«O pregar é entrar em batalha com os vícios … A pregação que frutifica, a pregação que aproveita não é aquela que dá gosto ao ouvinte, é aquela que lhe dá pena»
P. António Vieira
Contrariamente ao que muitos poderão pensar, apesar de em Portugal ser praticamente o único a usá-lo, não fui eu quem inventou o termo abortófilo. Tanto quanto me é dado saber ele foi cunhado (ou pelo menos é usado) pelo Dr. Bernard Nathanson, um dos principais fautores da legalização e liberalização do aborto nos USA, e, como ele escreve, “pessoalmente responsável por setenta e cinco mil abortos” ; entre os quais se conta um do próprio filho.

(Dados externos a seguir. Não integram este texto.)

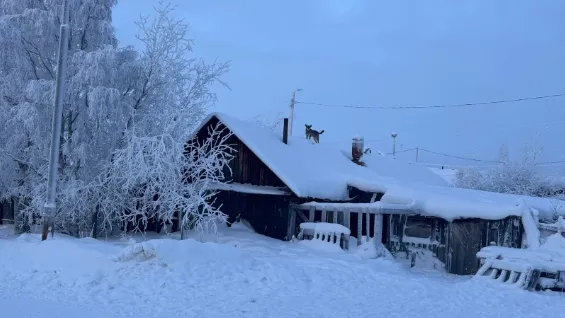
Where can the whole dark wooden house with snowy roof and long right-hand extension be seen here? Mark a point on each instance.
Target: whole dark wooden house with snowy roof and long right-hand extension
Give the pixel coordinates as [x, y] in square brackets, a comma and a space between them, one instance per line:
[278, 182]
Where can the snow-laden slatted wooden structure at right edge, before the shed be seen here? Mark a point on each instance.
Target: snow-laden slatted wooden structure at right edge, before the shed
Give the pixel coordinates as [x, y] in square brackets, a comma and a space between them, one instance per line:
[524, 268]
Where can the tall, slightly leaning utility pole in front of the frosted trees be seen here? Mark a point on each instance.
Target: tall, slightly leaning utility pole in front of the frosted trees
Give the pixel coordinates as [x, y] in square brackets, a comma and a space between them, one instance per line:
[50, 206]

Por que razão este médico, agora convertido ao Evangelho da vida, recorre a um termo como este para descrever o que ele próprio tinha sido? Consciente do mundo de mentira, delírio e alucinação em que esteve enredado, emprega este vocábulo, seguramente, não por considerá-lo ofensivo mas sim, muito provavelmente, por entender os benefícios que o seu uso pode trazer para todos os que se encontram no estado em que ele esteve e, ainda, com o objectivo de impedir que haja quem caia no engodo da propaganda necrófila. A palavra que diz a verdade tem o poder de a comunicar quebrando desse modo as cadeias interiores que nos mantêm cativos dodó mal.

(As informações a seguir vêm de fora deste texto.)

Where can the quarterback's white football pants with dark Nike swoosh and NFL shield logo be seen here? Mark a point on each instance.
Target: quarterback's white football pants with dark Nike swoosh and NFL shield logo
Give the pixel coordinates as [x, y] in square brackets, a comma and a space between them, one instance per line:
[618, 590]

Ninguém que me conheça aqui em Lisboa ignora que na minha juventude fui um pecador público e notório. Um dia contaram-me que alguém tinha perguntado por mim a um amigo meu e que este teria respondido que eu andava sempre bêbado. O meu espanto e exaltação foram grandes. Ser assim caluniado e reduzido à condição de alcoólatra por um “dito” amigo! E, no entanto, como vim a perceber mais tarde era a verdade pura e crua. Aquela palavra que primeiro me exasperou a ponto de rugir fúrias imensas acabou por lançar uma luz que me esclareceu, fazendo-me tomar consciência do estado em que sobrevivia. Aí, numa medida significativa, começou a minha recuperação.
Alguns anos depois li que Santa Mónica, antes de o ser, quando era nova, embriagava-se na adega de sua casa. Até que um dia, uma escrava lhe disparou: sua bêbada! Isto chocou-a de tal modo que, a partir daquele dia nunca mais se entornou.
Nos dias de hoje existe a convicção generalizada de que o amor, para o ser verdadeiramente, tem de ser lamechas. Mas a verdade é que esse amor aparente acaba por afundar em vez de salvar. Movimentos tais como os Alcoólicos ou os Narcóticos Anónimos sabem-no muito bem e, por isso, recorrem àquilo que designam por amor duro.
Longe de mim advogar que toda a gente pró-vida, em todas as circunstâncias, se expresse do mesmo modo ou recorra ao mesmo tipo de linguagem que eu. Mas que às vezes tem de ser, lá isso parece que tem.